Owen deserves a vote but not a confirmationAustin-American Statesman Editorial
April 29, 2003
The U.S. Senate is expected to resume debate soon over President Bush's nomination of Texas Supreme Court Justice Priscilla Owen to the 5th U.S. Circuit Court of Appeals, which hears federal appeals from Texas, Louisiana and Mississippi. We have argued before that she deserved a hearing, and she finally got one from the Senate Judiciary Committee. That said, however, she should not be confirmed.
There's no question that Owen is qualified for the 5th Circuit by her legal training and experience. She was a standout at the top of her Baylor University Law School class; she became a partner at a major Houston law firm, Andrews & Kurth, where she practiced commercial litigation for 17 years; and she was elected in 1994 to the Texas Supreme Court, and re-elected in 2000. She received the highest rating, "well-qualified," from an American Bar Association committee that reviews judicial nominations.
But Owen is so conservative that she places herself out of the broad mainstream of jurisprudence. She seems all too willing to bend the law to fit her views, rather than the reverse.
One example was the state Supreme Court's interpretation of the then-new Parental Notification Act regarding abortions sought by minors. In early 2000, the nine justices, all Republicans, took up a series of "Jane Doe" cases to determine under what circumstances a girl could get a court order to avoid telling a parent that she intended to get an abortion.
Owen and Justice Nathan Hecht consistently argued for interpretations of the law that would make it virtually impossible for a girl to get such an order.
Finally, in one Jane Doe case, another justice complained that "to construe the Parental Notification Act so narrowly as to eliminate bypasses, or to create hurdles that simply are not to be found in the words of the statute, would be an unconscionable act of judicial activism."
The justice who wrote that was Alberto Gonzales, who is now Bush's general counsel.
Owen also could usually be counted upon in any important case that pitted an individual or group of individuals against business interests to side with business.
Owen is being appointed to a lifetime position in the judicial branch of government, not to a post in which her duty is to carry out the will of the president.

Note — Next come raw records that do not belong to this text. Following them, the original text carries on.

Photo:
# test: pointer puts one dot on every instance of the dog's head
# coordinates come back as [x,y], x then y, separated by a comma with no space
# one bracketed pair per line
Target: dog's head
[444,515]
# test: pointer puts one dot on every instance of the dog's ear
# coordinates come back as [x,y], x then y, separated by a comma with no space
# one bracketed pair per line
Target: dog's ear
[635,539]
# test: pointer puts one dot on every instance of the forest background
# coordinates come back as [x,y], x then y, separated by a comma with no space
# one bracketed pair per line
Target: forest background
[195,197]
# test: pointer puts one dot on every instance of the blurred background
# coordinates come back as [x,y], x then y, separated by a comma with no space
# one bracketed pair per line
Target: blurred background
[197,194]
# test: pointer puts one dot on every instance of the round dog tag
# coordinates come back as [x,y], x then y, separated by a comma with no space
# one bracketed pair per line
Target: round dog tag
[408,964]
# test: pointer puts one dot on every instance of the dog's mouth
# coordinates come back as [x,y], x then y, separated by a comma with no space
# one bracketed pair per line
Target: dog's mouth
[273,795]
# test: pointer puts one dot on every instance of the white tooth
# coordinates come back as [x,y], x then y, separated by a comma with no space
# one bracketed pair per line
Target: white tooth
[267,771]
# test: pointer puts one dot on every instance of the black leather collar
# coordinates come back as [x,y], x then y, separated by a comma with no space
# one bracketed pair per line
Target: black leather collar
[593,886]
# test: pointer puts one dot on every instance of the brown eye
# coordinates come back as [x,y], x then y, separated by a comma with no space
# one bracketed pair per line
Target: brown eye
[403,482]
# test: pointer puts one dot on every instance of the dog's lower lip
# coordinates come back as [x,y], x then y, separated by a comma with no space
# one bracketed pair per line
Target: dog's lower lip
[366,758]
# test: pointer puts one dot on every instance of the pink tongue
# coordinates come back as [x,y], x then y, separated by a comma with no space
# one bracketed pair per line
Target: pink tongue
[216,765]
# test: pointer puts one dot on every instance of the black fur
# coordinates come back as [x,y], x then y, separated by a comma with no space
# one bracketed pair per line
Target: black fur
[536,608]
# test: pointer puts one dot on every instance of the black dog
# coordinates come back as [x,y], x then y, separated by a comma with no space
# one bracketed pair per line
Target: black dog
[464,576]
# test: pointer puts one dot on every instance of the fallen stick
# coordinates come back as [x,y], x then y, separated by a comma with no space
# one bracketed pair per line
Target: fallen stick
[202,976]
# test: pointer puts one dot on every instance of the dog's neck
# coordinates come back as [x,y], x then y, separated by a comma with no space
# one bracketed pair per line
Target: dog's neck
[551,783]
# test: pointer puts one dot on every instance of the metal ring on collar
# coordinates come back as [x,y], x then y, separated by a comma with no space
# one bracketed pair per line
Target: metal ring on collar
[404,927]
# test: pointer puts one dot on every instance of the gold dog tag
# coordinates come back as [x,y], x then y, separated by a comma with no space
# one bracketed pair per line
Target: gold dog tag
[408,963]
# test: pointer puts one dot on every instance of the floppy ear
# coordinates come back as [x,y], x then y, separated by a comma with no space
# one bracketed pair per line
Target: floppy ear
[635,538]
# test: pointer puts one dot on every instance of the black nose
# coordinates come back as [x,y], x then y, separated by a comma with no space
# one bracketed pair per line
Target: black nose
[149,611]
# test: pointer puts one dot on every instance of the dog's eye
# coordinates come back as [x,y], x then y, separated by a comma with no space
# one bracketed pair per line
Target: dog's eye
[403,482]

And given the narrowness of his 2000 election victory, Bush is not in a position to argue that the public has said it wants ultra-conservative judges.
If the Senate Democrats invoke their power to filibuster, Owen would be the second judge nominated by Bush to be blocked in such a way. The other is Miguel Estrada, who was nominated to the U.S. Circuit Court of Appeals for the District of Columbia, and who Democrats suspect is a radical, ideological conservative.
Democrats are not blindly opposing all of the president's judicial nominees. Many have been confirmed by the Senate, and others have won committee approval without controversy, including Edward Prado of San Antonio, a federal district judge who was nominated to the 5th Circuit.